A mere player was no longer good enough for her. What better than a man like Talbot, powerful, established, well-to-do.

Coroner Alan Talbot lived close enough to Holland’s Leaguer. That was no proof of anything. Most of Southwark was close to one stew or another. And anyway you’d be unlikely to
uncover him as a regular customer, even if he was one. The establishment was discreet, under the direction of Bess Barton. And, besides, Talbot had said himself that its occupants made unreliable
witnesses.

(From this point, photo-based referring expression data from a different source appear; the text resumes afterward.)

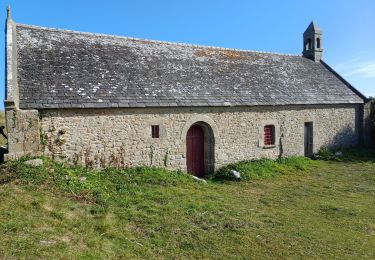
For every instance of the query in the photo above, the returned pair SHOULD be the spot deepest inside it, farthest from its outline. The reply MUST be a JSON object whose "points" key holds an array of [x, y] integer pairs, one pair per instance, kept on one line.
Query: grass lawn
{"points": [[296, 208]]}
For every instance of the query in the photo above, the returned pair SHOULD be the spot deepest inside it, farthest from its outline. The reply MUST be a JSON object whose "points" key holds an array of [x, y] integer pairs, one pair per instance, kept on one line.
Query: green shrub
{"points": [[325, 154], [263, 168]]}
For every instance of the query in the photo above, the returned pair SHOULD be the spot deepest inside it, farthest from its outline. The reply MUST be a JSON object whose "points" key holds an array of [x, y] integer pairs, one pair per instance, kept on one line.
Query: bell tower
{"points": [[312, 43]]}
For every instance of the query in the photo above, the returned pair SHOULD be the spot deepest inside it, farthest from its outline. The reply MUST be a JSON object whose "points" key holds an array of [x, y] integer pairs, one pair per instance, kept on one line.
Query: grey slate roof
{"points": [[65, 69]]}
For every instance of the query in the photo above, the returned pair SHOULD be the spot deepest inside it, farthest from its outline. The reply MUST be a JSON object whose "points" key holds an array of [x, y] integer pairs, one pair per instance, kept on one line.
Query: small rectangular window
{"points": [[269, 135], [155, 131]]}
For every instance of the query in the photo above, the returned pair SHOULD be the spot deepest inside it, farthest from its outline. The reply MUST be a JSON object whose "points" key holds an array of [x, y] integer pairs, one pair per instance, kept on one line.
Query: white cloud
{"points": [[355, 68]]}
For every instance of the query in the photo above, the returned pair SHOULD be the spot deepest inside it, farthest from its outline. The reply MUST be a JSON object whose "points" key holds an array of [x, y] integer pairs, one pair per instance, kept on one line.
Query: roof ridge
{"points": [[154, 41]]}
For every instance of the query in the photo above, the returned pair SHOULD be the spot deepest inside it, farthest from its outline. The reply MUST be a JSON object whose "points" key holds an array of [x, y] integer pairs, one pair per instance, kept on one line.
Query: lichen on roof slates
{"points": [[65, 69]]}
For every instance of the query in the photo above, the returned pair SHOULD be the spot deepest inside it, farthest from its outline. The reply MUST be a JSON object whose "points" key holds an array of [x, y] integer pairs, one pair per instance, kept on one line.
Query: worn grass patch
{"points": [[308, 209], [264, 168]]}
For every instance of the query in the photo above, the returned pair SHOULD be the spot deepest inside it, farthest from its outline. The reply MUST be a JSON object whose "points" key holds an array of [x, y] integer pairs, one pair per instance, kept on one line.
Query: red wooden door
{"points": [[195, 150]]}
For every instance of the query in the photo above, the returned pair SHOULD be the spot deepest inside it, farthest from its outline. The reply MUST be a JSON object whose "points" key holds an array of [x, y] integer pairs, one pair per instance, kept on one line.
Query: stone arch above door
{"points": [[210, 139], [200, 118]]}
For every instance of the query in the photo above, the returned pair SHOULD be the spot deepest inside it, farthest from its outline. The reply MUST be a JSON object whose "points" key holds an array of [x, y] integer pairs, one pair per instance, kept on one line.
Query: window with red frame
{"points": [[269, 135], [155, 131]]}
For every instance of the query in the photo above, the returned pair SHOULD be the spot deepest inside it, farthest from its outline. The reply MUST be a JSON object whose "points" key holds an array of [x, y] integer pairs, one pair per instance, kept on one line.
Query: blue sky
{"points": [[275, 26]]}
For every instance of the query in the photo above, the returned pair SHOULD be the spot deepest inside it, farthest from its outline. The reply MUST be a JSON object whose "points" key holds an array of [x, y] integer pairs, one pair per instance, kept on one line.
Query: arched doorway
{"points": [[199, 149]]}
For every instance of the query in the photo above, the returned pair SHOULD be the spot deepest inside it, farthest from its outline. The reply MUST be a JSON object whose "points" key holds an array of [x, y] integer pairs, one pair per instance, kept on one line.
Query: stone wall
{"points": [[23, 132], [122, 137]]}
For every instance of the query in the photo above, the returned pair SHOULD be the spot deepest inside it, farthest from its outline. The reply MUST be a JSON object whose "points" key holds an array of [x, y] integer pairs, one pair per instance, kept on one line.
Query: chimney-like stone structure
{"points": [[312, 43]]}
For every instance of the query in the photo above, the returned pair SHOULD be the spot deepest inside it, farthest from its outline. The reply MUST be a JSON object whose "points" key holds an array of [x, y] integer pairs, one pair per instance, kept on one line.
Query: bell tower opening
{"points": [[312, 39]]}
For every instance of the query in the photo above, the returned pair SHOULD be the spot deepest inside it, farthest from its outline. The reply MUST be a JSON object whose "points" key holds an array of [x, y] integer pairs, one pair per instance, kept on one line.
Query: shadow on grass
{"points": [[357, 154]]}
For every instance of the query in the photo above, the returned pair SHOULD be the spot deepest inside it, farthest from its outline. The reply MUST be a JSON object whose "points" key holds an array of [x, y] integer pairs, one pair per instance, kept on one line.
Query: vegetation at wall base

Just as he’d said that a brothel must have many irregular exits. Well, I suppose that you didn’t have to know the inside of a brothel to know that. Still, it was all . . .
highly suggestive.

Talbot’s house in Long Southwark was convenient not merely for the brothel, where Nell had been surprised and strangled. It was also close to my own lodgings in Dead Man’s Place,
where Peter Agate had been surprised and stabbed. And close to the Bridge which offered the quickest route to the other side of the river. To Thames Street, for example, where Richard Milford had
been surprised and stabbed.

So – beginning with a glove and ending with three murders – I built up my own indictment against Coroner Talbot, just as he had tried to indict me for those same murders. And his
persecution of me made sense too, because if I could be held to account for them then Talbot would not only have diverted suspicion from himself, he would also have disposed of a troublesome
player. One less of the frivolous tribe to corrupt and distract the world.

There remained the little matter of motive.

And a little more thinking provided one.

Evidently justice had gone to Talbot’s head and infected his brain. He was embarked on a crusade to clean up London by ridding it of players and playwrights and whores. One of each: Agate,
Milford, and Nell. I remembered the fervour in his eyes. A hard, impatient man. Justice took too long. It demanded the wearisome fact of a crime before the offender could be hanged. Why not skip
the tedious process and go straight to the gallows? It was like jumping over the first four acts of a play, so that you get straight to the good bits, the fights and the punishment and
retribution.

These thoughts and suppositions occupied me during my final night in Miching. I’d told Ralph Verney that I was leaving and he had generously pressed me to stay, although in a different
style to Gertrude Agate. But no, I said, I must get back. And as soon as I’d said this, I realized that I was not going to travel westwards in the direction of the setting sun, not going to
take ship at Bristol or Plymouth, or lose myself in the Welsh marches. No, I was returning to London, returning to face Coroner Alan Talbot, returning to obtain justice once and for all.

I’d no idea how I was going to accomplish any of this. But during that last night I lay sleepless in my bed in the parsonage, imagining myself confronting Coroner Talbot with the evidence
of his wrongdoing. Or – since the evidence was rather thin – I would confront him with my conviction that he was the villain of the piece. Then he would start, like a guilty thing
surprised. He was bound to start. Murder will out, they say. Truth will out. Those were his own words.

I rose early, before first light, and hastily made preparations for my departure. Not much preparation was required since all the baggage I carried was, essentially, myself. My purse still had a
little money in it. Probably not enough to get me back to London. Well, I’d have to trust to providence for that. And I still had William Topcourt’s woollen topcoat. I made a vow to
restore it to him, travel-stained as it was. I hoped the poor fellow was safe in the Counter prison, safe from his wives, safe from being strung up under the name of Revill.